Wenn Sie mit einer DSLR-Kamera noch nicht vertraut sind, sollten Sie vom vollautomatischen Modus in den Programmiermodus wechseln und lernen, wie Sie weitere Funktionen Ihrer Kamera steuern können. Der Programm-Modus liefert weiterhin gute Belichtungen und gibt Ihnen mehr Freiheit bei einigen fortgeschrittenen Fähigkeiten der Kamera.
Wenn die Neuheit der Kamera abgeklungen ist und Sie bereit sind, von Auto zu wechseln, schalten Sie den Drehknopf auf Program (oder P-Modus) um und erfahren Sie, was Ihre Kamera kann.

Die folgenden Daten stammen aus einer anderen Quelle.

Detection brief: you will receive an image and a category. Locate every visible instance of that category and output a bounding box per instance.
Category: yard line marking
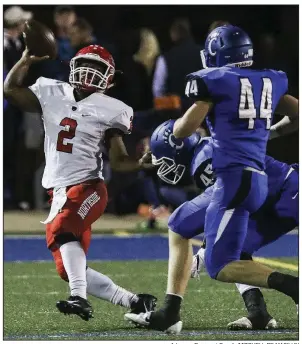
[253,257,299,271]
[4,328,298,340]
[114,231,132,238]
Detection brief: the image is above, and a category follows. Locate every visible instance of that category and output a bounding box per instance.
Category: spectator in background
[68,18,97,52]
[52,5,77,81]
[153,19,202,111]
[54,5,77,62]
[3,6,32,208]
[3,6,32,71]
[133,28,160,110]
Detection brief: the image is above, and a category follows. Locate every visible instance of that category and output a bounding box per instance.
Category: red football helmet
[69,45,115,92]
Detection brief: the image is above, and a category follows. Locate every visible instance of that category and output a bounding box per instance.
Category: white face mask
[152,155,186,185]
[69,56,114,92]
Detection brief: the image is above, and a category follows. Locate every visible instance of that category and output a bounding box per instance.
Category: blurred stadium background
[3,5,299,339]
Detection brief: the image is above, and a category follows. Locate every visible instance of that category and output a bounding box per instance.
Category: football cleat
[125,311,182,334]
[191,247,205,279]
[56,296,93,321]
[227,317,278,331]
[129,294,157,314]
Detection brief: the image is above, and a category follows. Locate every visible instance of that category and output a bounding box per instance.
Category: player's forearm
[3,59,30,97]
[110,155,141,172]
[173,102,211,138]
[270,116,299,139]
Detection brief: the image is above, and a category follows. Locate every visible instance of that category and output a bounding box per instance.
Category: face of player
[76,60,108,92]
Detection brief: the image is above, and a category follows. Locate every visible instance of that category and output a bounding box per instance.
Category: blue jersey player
[125,25,299,333]
[151,120,299,330]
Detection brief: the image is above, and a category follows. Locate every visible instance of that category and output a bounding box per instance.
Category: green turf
[4,259,298,341]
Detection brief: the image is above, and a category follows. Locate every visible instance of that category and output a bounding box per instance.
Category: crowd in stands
[3,5,298,227]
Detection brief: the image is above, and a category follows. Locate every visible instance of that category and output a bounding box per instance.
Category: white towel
[40,187,67,224]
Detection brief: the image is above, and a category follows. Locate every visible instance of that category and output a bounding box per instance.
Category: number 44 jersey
[29,78,133,189]
[185,67,288,170]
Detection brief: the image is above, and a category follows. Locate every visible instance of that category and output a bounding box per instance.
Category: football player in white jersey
[4,45,156,320]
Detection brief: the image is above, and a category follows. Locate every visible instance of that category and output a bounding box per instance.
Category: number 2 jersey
[185,67,288,170]
[190,137,298,199]
[29,77,133,189]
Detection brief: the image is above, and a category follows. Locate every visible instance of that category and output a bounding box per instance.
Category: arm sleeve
[28,77,49,109]
[152,56,168,98]
[110,106,133,134]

Was können Sie im Programm-Modus tun?
Der Programmmodus (das "P" auf dem Moduswahlknopf der meisten DSLRs) bedeutet, dass die Kamera die Belichtung für Sie noch immer einstellt. Sie wählt die richtige Blende und Verschlusszeit für das zur Verfügung stehende Licht aus, damit Ihre Aufnahme korrekt belichtet wird. Im Programm-Modus werden auch andere Funktionen freigeschaltet, mit denen Sie Ihre Bilder kreativer steuern können.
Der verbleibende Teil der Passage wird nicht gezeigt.